吸血鬼同士の戦い その2
ルーゼが取り出したのは血液だった。だが、この血液にはとある秘密があった。…が、当然その秘密をルーゼが言うはずもなく一気飲みした。するとルーゼの髪色に赤みがかかり始めた。
「はぁはぁ…これ、体にかなり負荷がかかるから嫌いなのよね」
見た目は髪が変わっただけだが、魔力量や身体能力に大幅な違いが出ている。具体的には握力や跳躍力、果ては動体視力までも上昇している。
「「なぁるほどぉね…じゃあ短期決戦だね」」
双子はそれぞれ身体強化の魔法をかけ、戦闘体制を作った。
「終わらせる!」
ルーゼはお得意の正面突破を試みる。
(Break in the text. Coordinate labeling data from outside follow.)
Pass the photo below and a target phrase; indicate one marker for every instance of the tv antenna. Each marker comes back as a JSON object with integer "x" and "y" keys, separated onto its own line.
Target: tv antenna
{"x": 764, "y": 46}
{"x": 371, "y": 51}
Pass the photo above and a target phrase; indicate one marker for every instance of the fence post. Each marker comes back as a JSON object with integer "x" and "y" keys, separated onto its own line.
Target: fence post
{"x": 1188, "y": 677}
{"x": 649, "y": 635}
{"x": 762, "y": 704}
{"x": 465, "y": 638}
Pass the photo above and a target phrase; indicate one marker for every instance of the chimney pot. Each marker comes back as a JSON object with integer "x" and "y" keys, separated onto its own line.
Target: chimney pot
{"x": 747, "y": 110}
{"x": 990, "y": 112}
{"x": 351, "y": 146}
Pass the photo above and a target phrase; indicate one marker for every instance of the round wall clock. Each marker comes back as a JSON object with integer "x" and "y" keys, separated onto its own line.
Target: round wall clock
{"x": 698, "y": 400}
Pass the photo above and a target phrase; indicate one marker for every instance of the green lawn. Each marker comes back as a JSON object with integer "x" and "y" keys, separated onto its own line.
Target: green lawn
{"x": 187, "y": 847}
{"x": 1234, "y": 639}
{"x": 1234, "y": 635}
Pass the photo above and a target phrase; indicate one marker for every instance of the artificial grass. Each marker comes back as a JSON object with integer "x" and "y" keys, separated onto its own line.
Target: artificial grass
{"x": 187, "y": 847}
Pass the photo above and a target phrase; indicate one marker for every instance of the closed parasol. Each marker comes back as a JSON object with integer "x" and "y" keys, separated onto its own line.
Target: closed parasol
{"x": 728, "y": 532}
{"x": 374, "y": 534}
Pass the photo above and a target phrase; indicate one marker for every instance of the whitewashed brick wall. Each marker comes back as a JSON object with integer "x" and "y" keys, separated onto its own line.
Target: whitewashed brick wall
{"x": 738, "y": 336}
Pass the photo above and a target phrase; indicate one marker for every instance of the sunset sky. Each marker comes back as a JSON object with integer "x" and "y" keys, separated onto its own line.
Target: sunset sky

袈裟斬りにしようと切り掛かるが片方に防がれる。そして片方が責めるを繰り返し、拮抗が崩れたのは
「『フラッシュ』」
目眩しの呪文である『フラッシュ』を放った時だった。
「ああっ!」
片方は食らわなかったが、もう片方はしっかりと食らったみたいだ。その隙をも逃すはずもなく、ルーゼは一気に距離を詰めて心臓に剣を突き立てた。
「ガハッ!」
そして…膝から崩れ落ち、骸と化した。
「ふう…これで優位は崩れたわね、さてさて…こうなったら私の勝ちは確定みたいなものよ?」
今まで1対2で優位を保っていた双子はお互いの欠点をカバーしあっていたから圧倒できたのであって、単体だと先ほどの半分、いやそれ以下の実力しか出せないのだ。…だが
「くっ!確かにこのままだと君には勝てないね…だから、こっちも強化あさせてもらうよ」
彼が取り出したのは赤色と青色の飴だ。
「これは人間の血と魔族の血が混じっている飴だ。これを食べると…どうなるかわかるよな?」
「っ!やめなさい!死ぬわよ!」
と、止めようとしたが間に合わず彼は飴を飲み込んでしまった。その瞬間、彼の周りに風圧が生まれてルーゼは吹っ飛ばされた。
「間に合わなかったか…」
視線を彼に向けたルーゼ。そこにいたには
「コロス!ズタズタニヒキサイテヤル!」
もはや先程の面影もない、ただの化け物だった。